I personally found shorter flights worked best because weather changes so quickly in the Highlands. As for the summer 2025 it was allowed ro fly at this area. But checj always changing rules. They become more and more complicated every year.

Laki

Iceland From Above Revealed Another Planet

One of the biggest reasons this project evolved into something much larger than expected was because many volcanic landscapes only truly reveal themselves from the air.

From the ground some locations looked relatively ordinary, but the moment the drone lifted above them the entire terrain transformed completely. Volcanic systems became visible stretching across huge distances, frozen rivers carved white abstract patterns through black lava fields and crater formations suddenly appeared connected to surrounding geological structures in ways impossible to understand from below.

Northern Iceland especially became incredible from above.

Around areas like Krafla and Mývatn dozens of ochre-colored craters appear scattered across darker lava plains almost like brushstrokes painted into the landscape. Reds, oranges and deep brown volcanic tones contrast against black basalt and occasional snow, creating aerial scenes that sometimes looked more like abstract paintings than natural terrain.

Highland Safety – Things You MUST Check

1. Check road conditions every day

The official Iceland road website is essential before driving:

Roads can close suddenly because of flooding, storms, snow, or dangerous river conditions.
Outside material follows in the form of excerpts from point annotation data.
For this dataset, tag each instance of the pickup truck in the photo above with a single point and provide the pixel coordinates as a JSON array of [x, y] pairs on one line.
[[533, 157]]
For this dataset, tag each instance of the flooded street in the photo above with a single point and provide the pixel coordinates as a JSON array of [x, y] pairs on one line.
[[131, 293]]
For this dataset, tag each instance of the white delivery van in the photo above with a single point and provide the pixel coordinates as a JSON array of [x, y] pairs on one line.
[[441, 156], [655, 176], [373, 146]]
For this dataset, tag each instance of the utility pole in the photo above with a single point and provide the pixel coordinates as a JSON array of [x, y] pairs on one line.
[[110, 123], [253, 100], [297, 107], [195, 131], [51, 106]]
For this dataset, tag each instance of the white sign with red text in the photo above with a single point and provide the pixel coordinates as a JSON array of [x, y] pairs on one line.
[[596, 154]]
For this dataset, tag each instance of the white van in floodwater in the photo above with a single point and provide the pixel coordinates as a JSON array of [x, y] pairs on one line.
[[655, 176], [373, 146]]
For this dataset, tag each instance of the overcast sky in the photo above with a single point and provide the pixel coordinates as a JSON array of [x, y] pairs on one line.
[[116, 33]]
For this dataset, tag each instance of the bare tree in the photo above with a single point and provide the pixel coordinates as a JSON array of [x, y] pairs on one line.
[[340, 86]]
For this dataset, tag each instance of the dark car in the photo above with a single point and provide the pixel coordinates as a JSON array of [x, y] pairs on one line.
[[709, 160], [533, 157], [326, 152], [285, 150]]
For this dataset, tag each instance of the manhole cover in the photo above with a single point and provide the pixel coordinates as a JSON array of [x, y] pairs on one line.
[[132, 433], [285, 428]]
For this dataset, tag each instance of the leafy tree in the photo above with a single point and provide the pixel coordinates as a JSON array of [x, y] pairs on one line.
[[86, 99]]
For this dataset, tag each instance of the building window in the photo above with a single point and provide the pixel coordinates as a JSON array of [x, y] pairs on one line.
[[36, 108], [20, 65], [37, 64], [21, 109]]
Never assume yesterday’s conditions are still the same today.

2. Watch the weather constantly

Weather controls everything in the Highlands.

Heavy rain or warm temperatures can rapidly increase glacier river levels.

Use:

Wind can also become extreme in Iceland and make Highland driving exhausting.

3. Rent the correct car

For Maelifell, I personally recommend:

  • proper 4x4 vehicle

  • high ground clearance

  • preferably larger SUV

Ideal options include:

  • Toyota Land Cruiser

  • Defender-type vehicles

  • modified Highland rental vehicles

Smaller SUVs like a Dacia Duster can sometimes manage F232 in very good conditions with careful driving — but conditions change constantly.

The more clearance you have, the safer and less stressful the trip becomes.

And always confirm your rental insurance covers F-roads.

Final Thoughts

Maelifell became one of my favorite places in Iceland because everything about the trip felt cinematic.

The black sand.
The fog.
The waterfall crossing.
The silence.
The endless space.

It felt like driving through another world.

And even now when I look back at the photos, I still cannot fully believe this place is real.